El libro adopta, muy a pesar de su autor, una posición pesimista. La desigualdad crece y crece (asumo por el momento que esto es negativo para una sociedad; no tiene necesariamente que serlo) y los únicos remedios que paran este proceso son casi peor que la enfermedad: guerras, revoluciones, pandemias. Otros mecanismos, como las crisis financieras o la redistribución fiscal en tiempos “normales” no son más que, en opinión de Scheidel, arañazos en la armadura de la desigualdad. En circunstancias que no son excepcionales, las personas de alta renta o riqueza pueden emplear (¿manipular?) el sistema político con suficiente destreza para evitar un nivel elevado de redistribución.

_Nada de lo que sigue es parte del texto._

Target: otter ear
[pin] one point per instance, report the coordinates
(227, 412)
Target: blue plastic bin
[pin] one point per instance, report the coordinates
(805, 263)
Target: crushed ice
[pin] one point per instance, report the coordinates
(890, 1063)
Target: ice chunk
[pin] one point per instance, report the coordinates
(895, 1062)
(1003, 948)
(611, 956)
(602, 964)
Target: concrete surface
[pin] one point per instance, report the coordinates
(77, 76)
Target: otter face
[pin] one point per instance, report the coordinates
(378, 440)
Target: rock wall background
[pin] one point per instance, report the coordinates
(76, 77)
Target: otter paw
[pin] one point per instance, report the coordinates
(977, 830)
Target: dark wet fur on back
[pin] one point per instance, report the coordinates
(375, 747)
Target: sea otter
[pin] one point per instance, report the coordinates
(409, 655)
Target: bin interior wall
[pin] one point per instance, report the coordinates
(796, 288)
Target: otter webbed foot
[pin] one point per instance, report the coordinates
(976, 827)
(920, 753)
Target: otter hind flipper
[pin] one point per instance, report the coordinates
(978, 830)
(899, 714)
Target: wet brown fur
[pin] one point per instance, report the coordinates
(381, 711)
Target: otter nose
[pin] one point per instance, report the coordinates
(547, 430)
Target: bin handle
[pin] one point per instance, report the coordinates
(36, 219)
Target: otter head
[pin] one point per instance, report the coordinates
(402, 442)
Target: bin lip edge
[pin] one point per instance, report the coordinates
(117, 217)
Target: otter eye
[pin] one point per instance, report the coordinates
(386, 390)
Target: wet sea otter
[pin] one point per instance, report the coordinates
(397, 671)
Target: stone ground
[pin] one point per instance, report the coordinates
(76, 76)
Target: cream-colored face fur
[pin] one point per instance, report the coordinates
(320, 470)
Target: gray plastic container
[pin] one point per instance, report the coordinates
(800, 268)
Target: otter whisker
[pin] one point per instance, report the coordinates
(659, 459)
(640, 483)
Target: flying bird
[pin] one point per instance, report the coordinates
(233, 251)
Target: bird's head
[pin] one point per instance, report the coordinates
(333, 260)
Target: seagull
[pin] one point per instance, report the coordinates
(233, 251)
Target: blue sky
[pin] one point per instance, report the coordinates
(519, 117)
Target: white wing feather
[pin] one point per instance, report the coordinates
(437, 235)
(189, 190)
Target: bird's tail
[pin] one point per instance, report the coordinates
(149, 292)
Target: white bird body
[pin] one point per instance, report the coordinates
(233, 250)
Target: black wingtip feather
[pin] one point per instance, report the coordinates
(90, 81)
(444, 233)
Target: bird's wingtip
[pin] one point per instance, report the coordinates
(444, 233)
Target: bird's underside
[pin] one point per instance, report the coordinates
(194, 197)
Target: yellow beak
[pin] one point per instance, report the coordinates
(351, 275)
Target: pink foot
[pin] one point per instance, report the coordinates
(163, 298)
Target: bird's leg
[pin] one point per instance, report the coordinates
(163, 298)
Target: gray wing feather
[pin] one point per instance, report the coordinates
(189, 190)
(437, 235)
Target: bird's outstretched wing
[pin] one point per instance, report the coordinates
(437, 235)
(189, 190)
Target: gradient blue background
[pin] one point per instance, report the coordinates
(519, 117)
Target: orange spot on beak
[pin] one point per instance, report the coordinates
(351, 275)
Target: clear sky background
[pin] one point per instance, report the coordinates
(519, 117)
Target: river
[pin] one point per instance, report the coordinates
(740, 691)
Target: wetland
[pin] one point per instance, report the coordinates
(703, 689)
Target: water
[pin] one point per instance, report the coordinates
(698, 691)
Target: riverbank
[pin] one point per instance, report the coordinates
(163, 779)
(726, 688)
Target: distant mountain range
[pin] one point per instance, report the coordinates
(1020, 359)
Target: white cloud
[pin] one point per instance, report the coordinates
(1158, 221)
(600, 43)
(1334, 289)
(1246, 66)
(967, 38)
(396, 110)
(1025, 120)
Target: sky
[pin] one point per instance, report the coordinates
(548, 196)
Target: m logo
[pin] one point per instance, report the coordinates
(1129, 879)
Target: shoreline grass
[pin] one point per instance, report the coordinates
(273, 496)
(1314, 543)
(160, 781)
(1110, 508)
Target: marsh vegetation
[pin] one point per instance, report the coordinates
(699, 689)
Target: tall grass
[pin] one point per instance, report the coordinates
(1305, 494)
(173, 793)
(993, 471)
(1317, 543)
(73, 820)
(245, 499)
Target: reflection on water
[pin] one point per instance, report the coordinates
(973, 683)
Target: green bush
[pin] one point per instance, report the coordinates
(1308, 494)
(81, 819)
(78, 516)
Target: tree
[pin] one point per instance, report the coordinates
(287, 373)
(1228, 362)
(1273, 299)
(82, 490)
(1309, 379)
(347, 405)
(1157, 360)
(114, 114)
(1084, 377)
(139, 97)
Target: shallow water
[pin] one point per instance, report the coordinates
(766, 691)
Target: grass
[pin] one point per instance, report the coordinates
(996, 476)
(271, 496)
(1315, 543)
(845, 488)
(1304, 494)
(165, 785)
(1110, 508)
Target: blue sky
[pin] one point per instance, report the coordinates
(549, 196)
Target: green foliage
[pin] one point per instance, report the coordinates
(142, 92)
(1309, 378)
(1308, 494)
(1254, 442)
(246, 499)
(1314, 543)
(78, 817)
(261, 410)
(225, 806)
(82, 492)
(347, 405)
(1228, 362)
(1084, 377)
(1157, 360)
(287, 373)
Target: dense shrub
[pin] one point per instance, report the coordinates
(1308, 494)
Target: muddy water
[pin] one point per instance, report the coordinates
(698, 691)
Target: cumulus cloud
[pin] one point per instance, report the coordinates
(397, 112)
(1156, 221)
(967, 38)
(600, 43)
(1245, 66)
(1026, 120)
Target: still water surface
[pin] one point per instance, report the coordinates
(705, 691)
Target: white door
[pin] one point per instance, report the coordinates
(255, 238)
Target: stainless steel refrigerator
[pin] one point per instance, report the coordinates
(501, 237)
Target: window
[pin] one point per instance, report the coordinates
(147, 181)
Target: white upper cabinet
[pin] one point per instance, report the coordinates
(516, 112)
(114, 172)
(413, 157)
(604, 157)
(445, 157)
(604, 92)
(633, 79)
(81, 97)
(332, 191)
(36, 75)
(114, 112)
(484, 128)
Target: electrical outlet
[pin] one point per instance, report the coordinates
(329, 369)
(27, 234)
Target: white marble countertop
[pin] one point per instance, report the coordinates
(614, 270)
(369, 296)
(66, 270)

La obra de Scheidel se puede leer a varios niveles. Uno es simplemente descriptivo: ¿qué sabemos sobre la evolución de la desigualdad de renta y riqueza en el tiempo y en el espacio? Como tal, pocos mejores lugares podrá encontrar un estudioso sobre el tema que sintetice la información existente en la literatura en estos momentos.

Un segundo es sobre los mecanismos que incrementan y disminuyen la desigualdad. Aquí he de reconocer un cierto sesgo previo: en mi propia investigación he seguido la literatura que enfatiza la importancia de los grandes (y raros) desastres para entender muchos fenómenos como los precios de los activos (aquí y aquí). En un trabajo reciente argumento que en un mundo con grandes (y raros) desastres la evolución de la desigualdad de renta y riqueza sufre, potencialmente de fluctuaciones de medio plazo muy considerables. A la vez, me resulta difícil ver cómo tales fluctuaciones pueden tener un componente cuasi-permanente en la ausencia de los “niveladores”, como argumenta Scheidel. Los mecanismos de corrección por cambio de precios relativos en una economía de mercado son poderosos y, aunque algunas veces lentos, terminan imponiéndose. Grandes acumulaciones de capital, dado lo que sabemos sobre las elasticidades de sustitución entre capital y trabajo, terminan revirtiéndose o, al menos, no explotando. Y las herencias familiares, por mucho que su persistencia sea alta (como aquí documenta Gregory Clark) culminan, tarde o temprano, enfrentándose al fenómeno Buddenbrook: una nueva generación termina llegando que se dedica a tocar el piano y se come toda la herencia.

Un tercer nivel es sobre qué es lo que está ocurriendo en el mundo actual. No quiero entrar ahora en una nueva divagación sobre la tecnología y la desigualdad. Solo resaltar mi descontento con el fetichismo del estado-nación en la discusión de la desigualdad de la que creo Scheidel sufre en parte. ¿Ha crecido más la desigualdad en Estados Unidos que en Francia? Sí. ¿Podemos aprender algo de ello? No está claro. En un mundo con movimientos de bienes, servicios y personas, el incremento de desigualdad generado por la acumulación de riqueza en San Francisco y Nueva York no se puede separar de la evolución de la riqueza en Iowa y en Burdeos. ¿No es acaso parte del incremento de riqueza del programador en Silicon Valley el teléfono móvil que se compra un francés? Pero, como las estadísticas vienen en “paquetes” nacionales, mezclamos San Francisco con Iowa pero no San Francisco con Burdeos o Iowa con Glasgow.

Aun así, el libro de Scheidel no deja de ser una magnífica contribución a una creciente literatura histórica sobre la desigualdad y, en mi caso, aliciente para seguir pensando más sobre este tema en meses venideros.